Tem insistido repetidamente na importância de existir uma forte cooperação institucional e na necessidade de convergências, não apenas no campo político, mas também de concertação económica e social. O plano de recuperação, cuja visão estratégica foi já apresentada, pode ser um elemento aglutinador dessas convergências?

Infelizmente não me foi possível assistir à apresentação da ‘Visão Estratégica para o Plano de Recuperação Económica 2030’, do Professor António Costa Silva, mas já tive a oportunidade de a ler. É sem dúvida um documento bem preparado e elaborado, da maior importância no plano geoeconómico e estratégico, que apresenta perspetivas e elenca algumas ideias e projetos que podem ser estruturantes para a reconstrução do país nos próximos dez anos, no pós-pandemia.

É uma visão clara para a transformação da economia portuguesa, de modo a torná-la mais sustentável, social, ambiental e economicamente, apostando, nomeadamente, na Transição Energética, com a descarbonização da economia e a incorporação crescente de energias de fontes renováveis, e na Transição Digital, dotando as escolas, as empresas e todos os serviços do Estado com as infraestruturas digitais necessárias para aumentar a eficiência e a competitividade.

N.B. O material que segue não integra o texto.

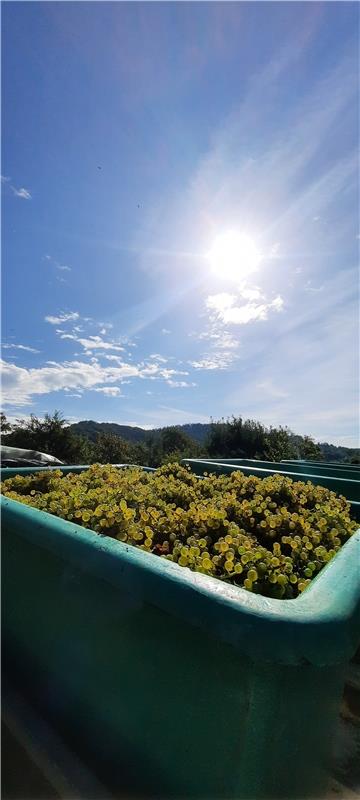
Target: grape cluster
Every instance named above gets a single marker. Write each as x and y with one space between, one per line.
270 536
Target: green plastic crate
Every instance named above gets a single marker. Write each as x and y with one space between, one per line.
296 466
348 488
333 464
171 683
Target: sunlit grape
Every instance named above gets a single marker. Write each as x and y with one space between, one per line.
207 525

É manifestamente um instrumento de trabalho, ainda com algumas lacunas, nomeadamente nas questões sociais, competindo agora ao Governo, ao Parlamento e aos parceiros sociais a sua concretização. Ainda está em fase de análise e de quantificação, mas penso que as suas propostas têm sido bem acolhidas e que será possível conseguir um largo consenso nacional para a sua execução. Como tenho referido, a recuperação económica do País só é possível com o contributo de todos, num esforço de concertação entre o Governo, os parceiros sociais e demais representantes da sociedade civil organizada.

Depois de alguma hesitação e ainda que algumas divergências permaneçam, a Europa parece ter dado o passo que se esperava no sentido de uma resposta comum à crise. Há razões para otimismo numa nova dinâmica do projeto europeu?

O acordo que veio a ser alcançado é histórico, não só pelo volume do financiamento, mas também pelo facto de, pela primeira vez, uma instituição europeia ir ao mercado para financiar, com obrigações emitidas pela própria instituição, o plano aprovado, os empréstimos a efetuar e os subsídios a conceder ao seu abrigo.

É uma resposta impensável há alguns anos e que é de importância capital, já que, se não tivesse sido possível o acordo, a União Europeia entraria numa crise certamente irreversível, pondo em causa o projeto europeu. Nessa medida, penso que, apesar de alguma dissonância que permanece entre alguns Estados-membros, há razões para ter otimismo.

Vai completar cinco anos como Presidente da Assembleia da República. Se o desígnio do tempo político assim o confirmar, poderá vir a ser o Presidente com mais tempo de exercício na história da Democracia. É um legado que já lhe mereceu reflexão?

Espero que o meu legado não se resuma ao mero decurso do tempo no cargo de Presidente da Assembleia da República. Na última legislatura foi possível aprovar, com um largo consenso, reformas estruturantes para o reforço da transparência no exercício de funções públicas que entraram em vigor nesta sessão legislativa. Foram também lançados os projetos do Parlamento Digital e do Centro Interpretativo do Parlamento. O Parlamento Digital está já em pleno funcionamento, e é um exemplo de reforço da democracia participativa, de mais e melhor Parlamento. O Centro Interpretativo, apesar das vicissitudes processuais a que tem sido sujeito, deverá estar pronto para receber visitas no próximo 25 de Abril. 

Assim, se tivesse que falar em legado, gostaria que este fosse o de ter contribuído para tornar a Democracia mais aberta e mais transparente e para a valorização do Parlamento como Casa da Democracia.